This is the fifth in a series of posts in which I’m transcribing a document that belonged to my father titled “History of the 81st Field Hospital.” It details the hospital’s preparations in the U.S. before deployment and operations in Germany during WWII. This field hospital eventually reached German concentration camp survivors.
We found all our buildings dirty with personal belongings left behind by the former occupants. Within 24 hours, and with the help of DP labor, we had all our facilities in working order and ready for operation. We found it more convenient and practical to secure our rations, water and gasoline through local distribution points. Our supplies (Medical and General) and also all hospital laundry were taken care of by our own headquarters.
It was found by the officer in charge of the blood unit servicing our platoon to be impractical for them to deliver blood each morning as is customary to field hospitals operating under normal conditions.
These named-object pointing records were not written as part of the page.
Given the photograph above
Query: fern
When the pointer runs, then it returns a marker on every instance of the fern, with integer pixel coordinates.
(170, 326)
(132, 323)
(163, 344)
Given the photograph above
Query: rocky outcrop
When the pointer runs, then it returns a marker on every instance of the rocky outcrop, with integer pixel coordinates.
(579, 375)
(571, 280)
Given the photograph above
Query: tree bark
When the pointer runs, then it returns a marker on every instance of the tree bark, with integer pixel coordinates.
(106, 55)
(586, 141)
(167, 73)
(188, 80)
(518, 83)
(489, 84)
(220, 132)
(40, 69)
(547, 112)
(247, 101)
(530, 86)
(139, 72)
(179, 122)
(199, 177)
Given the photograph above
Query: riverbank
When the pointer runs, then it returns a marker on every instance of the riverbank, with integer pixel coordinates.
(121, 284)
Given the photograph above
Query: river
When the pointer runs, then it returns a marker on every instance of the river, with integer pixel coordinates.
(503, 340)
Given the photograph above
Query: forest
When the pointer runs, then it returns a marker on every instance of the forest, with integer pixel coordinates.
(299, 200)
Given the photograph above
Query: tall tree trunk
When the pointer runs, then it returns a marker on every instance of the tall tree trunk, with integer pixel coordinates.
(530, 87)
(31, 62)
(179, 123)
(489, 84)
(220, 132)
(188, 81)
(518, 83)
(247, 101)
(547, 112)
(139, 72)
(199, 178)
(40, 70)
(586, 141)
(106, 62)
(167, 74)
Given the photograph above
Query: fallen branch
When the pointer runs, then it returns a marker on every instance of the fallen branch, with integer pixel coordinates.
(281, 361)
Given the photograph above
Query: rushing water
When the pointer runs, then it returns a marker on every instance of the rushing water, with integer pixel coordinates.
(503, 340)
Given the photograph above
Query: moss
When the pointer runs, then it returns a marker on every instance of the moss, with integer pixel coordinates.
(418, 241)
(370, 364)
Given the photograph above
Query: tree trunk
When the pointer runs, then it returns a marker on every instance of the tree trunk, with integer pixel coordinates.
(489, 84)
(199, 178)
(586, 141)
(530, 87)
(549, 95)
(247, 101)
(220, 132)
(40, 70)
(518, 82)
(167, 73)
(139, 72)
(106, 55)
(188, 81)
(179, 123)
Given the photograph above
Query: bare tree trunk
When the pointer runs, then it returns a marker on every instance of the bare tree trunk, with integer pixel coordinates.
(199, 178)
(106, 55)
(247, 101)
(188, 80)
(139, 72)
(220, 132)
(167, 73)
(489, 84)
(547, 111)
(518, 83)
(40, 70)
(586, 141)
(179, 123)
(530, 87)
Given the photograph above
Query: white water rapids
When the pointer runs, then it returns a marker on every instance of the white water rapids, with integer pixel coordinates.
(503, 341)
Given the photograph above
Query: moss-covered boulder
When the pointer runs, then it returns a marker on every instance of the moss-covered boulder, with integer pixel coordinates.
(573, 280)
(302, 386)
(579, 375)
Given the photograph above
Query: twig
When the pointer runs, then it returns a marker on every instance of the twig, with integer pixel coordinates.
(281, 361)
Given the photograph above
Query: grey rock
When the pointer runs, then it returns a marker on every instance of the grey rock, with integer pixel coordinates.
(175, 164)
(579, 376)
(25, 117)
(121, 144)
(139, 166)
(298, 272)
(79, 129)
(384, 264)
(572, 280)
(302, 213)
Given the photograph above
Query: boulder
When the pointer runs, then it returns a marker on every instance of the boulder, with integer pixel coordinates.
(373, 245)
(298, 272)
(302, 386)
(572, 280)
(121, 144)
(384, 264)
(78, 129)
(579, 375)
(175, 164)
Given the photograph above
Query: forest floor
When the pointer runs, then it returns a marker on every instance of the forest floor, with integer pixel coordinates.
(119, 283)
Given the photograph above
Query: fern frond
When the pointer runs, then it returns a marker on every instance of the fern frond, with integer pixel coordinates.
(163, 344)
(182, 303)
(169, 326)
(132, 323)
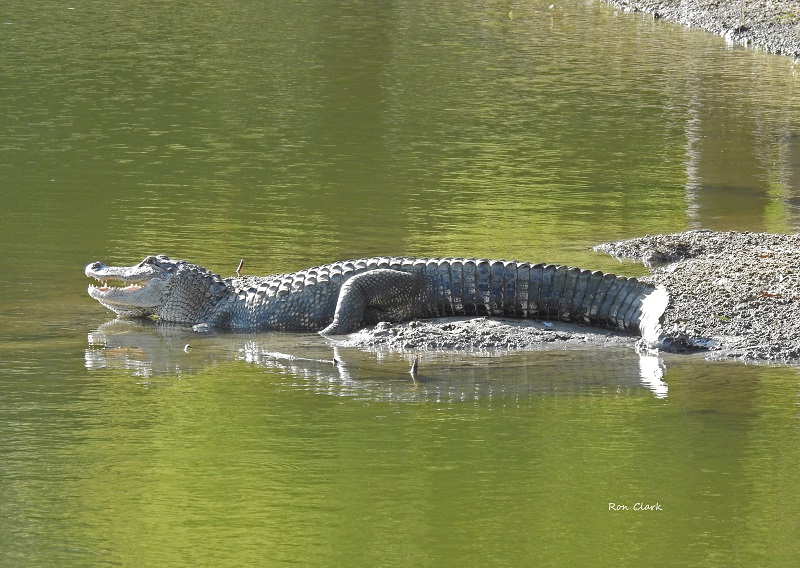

It was agreed that whenever the need for blood should arise we could obtain some, and also keep enough blood on hand for our anticipated needs. It was further agreed that we should return all unused blood three days before expiration date and exchange it for fresh blood. We were serviced by a blood dispensing unit presently attached to the 132d Evac Hospital at Neckarsulm, 10 miles from our location.
Due to the difficulty of obtaining large size x-ray film from Medical Depots, we experimented with captured German x-ray film. We worked in close liaison with the French dispensary located in the DP Center. We agreed that all DP patients must first pass through the French dispensary. If they required hospitalization or further dispensary treatment which could not be obtained at the French dispensary for lack of proper equipment and supplies, they were then admitted to our hospital, and if the patient was a member of the DP Center at Weinsburg, they they passed through the French dispensary also.
We received patients from the 93d, 95th and 132d Evac Hospitals as well as from the Weinsburg DP Camp. Our capacity was 100-beds but could have been expanded to 150-beds if necessary. We had our own electricity throughout the entire area generated by our own generators. Also telephone communication was established from the administrative building to the various wards through field phones. Aside from the water we got each day, all other water was obtained through the town water supply which was very irregular. However, ample water was obtained for hospital use and also for the washing machine, which was used for all personnel laundry. Our mess facilities were in a tent and we had three latrines in the field to supplement the ones in our living quarters and hospital buildings. This was done to combat the irregular water supply necessary for proper sanitary methods in maintaining building latrines.
We didn’t have much captured material along medical lines to use in the hospital, but made the maximum use of desks, lamps, chairs, typewriters and other office equipment. The dispensary handled emergency cases in addition to our personnel. The Dental Clinic did a lot of emergency work from the DP Center. We had a visitor in the person of Lt Col Elder who was Chief Sanitary Inspector in charge of DP Centers for the Seventh Army.
We used to the maximum all the DP labor here for miscellaneous duties in wards, washing, general labor and maintenance work. This proved very satisfactory and also helped carry the load as far as our mess was concerned. 90 patients passed through the hospital while Unit A was at Weinsburg.